The free, common Yahoo Finace API is used to download data from all commodites you wish to see studied. This data will be stored persistently next to your notebook in common environments such as Binder. 

Please note that if you deploy this notebook in Google Collab that the 37+ files downloaded will be erased between uses, but can be rebuilt easily each time you operate this notebook. 

The data you download becomes permanently usable, and the ingest request below can be customized in order to grab more, or less data and at different intervals.[2]

I have included several exceptions to the download and renaming technique, in order to tolerate commodities with differing ticker symbols. 

In [2]:
import yfinance as yf
from time import time,ctime, clock_gettime
from time import gmtime, time, time_ns

def ifs(input):
    ni = ''
    if input =='gff':
        input = 'GFF'
        ni = "GF=F"
    elif input == 'zff':
        input = 'ZFF'
        ni = "ZF=F"
    else:
        input = input.upper()
        ins = "="
        before = "F"
        ni = input.replace(before, ins + before , 1)
    print(ni)
    data = yf.download( 
        tickers = ni,
        period = "7d",
        interval = "1m",
        group_by = 'ticker',
        auto_adjust = True,
        prepost = True,
        threads = True,
        proxy = None
    )
    epoch = ctime()
    filename = input
    data.to_csv(filename)
#!ls #only in jupy

**Trigger Data Downloads**

The following code customizes the commodities under investigation. In order to compare every commodity's price history versus the rest in your matrix, the lengths of the data captures are minimized to the length of the smallest data set. Thus, larger sets are only captured at the length of the smallest set.
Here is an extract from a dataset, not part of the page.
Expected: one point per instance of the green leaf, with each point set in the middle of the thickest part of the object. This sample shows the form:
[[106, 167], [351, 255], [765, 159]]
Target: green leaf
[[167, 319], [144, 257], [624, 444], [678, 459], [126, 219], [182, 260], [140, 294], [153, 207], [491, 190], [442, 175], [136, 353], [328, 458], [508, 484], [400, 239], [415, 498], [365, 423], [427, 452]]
The volatility of every price tick is calculated via [close price minus open price].

In [3]:
#read in csv data from each commodity capture, gather
#assign 'open' to an array, create df from arrays
import numpy as np 
import pandas as pd
from  scipy.stats import pearsonr
symbol_dict = {"clf":"crude oil", "esf":"E-Mini S&P 500","btcf":"Bitcoin","bzf":"Brent Crude Oil", "ccf":"Cocoa","ctf":"Cotton","gcf":"Gold",
           "gff":"Feeder Cattle", "hef":"Lean Hogs","hgf":"Copper","hof":"Heating Oil","kcf":"Coffee","kef":"KC HRW Wheat",
           "lbsf":"Lumber","lef":"Live Cattle","mgcf":"Micro Gold","ngf":"Natural Gas","nqf":"Nasdaq 100","ojf":"Orange Juice","paf":"Palladium","plf":"Chicago Ethanol (Platts)",
            "rbf":"RBOB Gasoline","rtyf":"E-mini Russell 2000","sbf":"Sugar #11","sif":"Silver","silf":"Micro Silver","ymf":"Mini Dow Jones Indus","zbf":"U.S. Treasury Bond Futures",
            "zcf":"Corn","zff":"Five-Year US Treasury Note","zlf":"Soybean Oil Futures","zmf":"Soybean Meal","znf":"10-Year T-Note","zof":"Oat Futures","zrf":"Rough Rice",
            "zsf":"Soybean","ztf":"2-Year T-Note"} 

sym, names = np.array(sorted(symbol_dict.items())).T

for i in sym:    #build all symbol csvs, will populate/appear in your binder. Use linux for efficient dp
    ifs(i)

quotes = []
lens = []
for symbol in sym:
    symbol = symbol.upper()
    t = pd.read_csv(symbol) 
    lens.append(t.shape[0])
mm = np.amin(lens)-1
print("min length of data: ",mm)

for symbol in sym:
    symbol = symbol.upper()
    t = pd.read_csv(symbol) 
    t= t.truncate(after=mm)
    quotes.append(t)
mi = np.vstack([q["Close"] for q in quotes]) #min
ma = np.vstack([q["Open"] for q in quotes]) #max

volatility = ma - mi 
      

BTC=F
[*********************100%***********************]  1 of 1 completed
BZ=F
[*********************100%***********************]  1 of 1 completed
CC=F
[*********************100%***********************]  1 of 1 completed
CL=F
[*********************100%***********************]  1 of 1 completed
CT=F
[*********************100%***********************]  1 of 1 completed
ES=F
[*********************100%***********************]  1 of 1 completed
GC=F
[*********************100%***********************]  1 of 1 completed
GF=F
[*********************100%***********************]  1 of 1 completed
HE=F
[*********************100%***********************]  1 of 1 completed
HG=F
[*********************100%***********************]  1 of 1 completed
HO=F
[*********************100%***********************]  1 of 1 completed
KC=F
[*********************100%***********************]  1 of 1 completed
KE=F
[*********************100%***********************]  1 of 1 completed
LBS=F
[*********************100%*****

**Data Format**

After downloading this massive store of data, you should click on a file, in your project. Using the file browser, you will see a large quantity of new files. 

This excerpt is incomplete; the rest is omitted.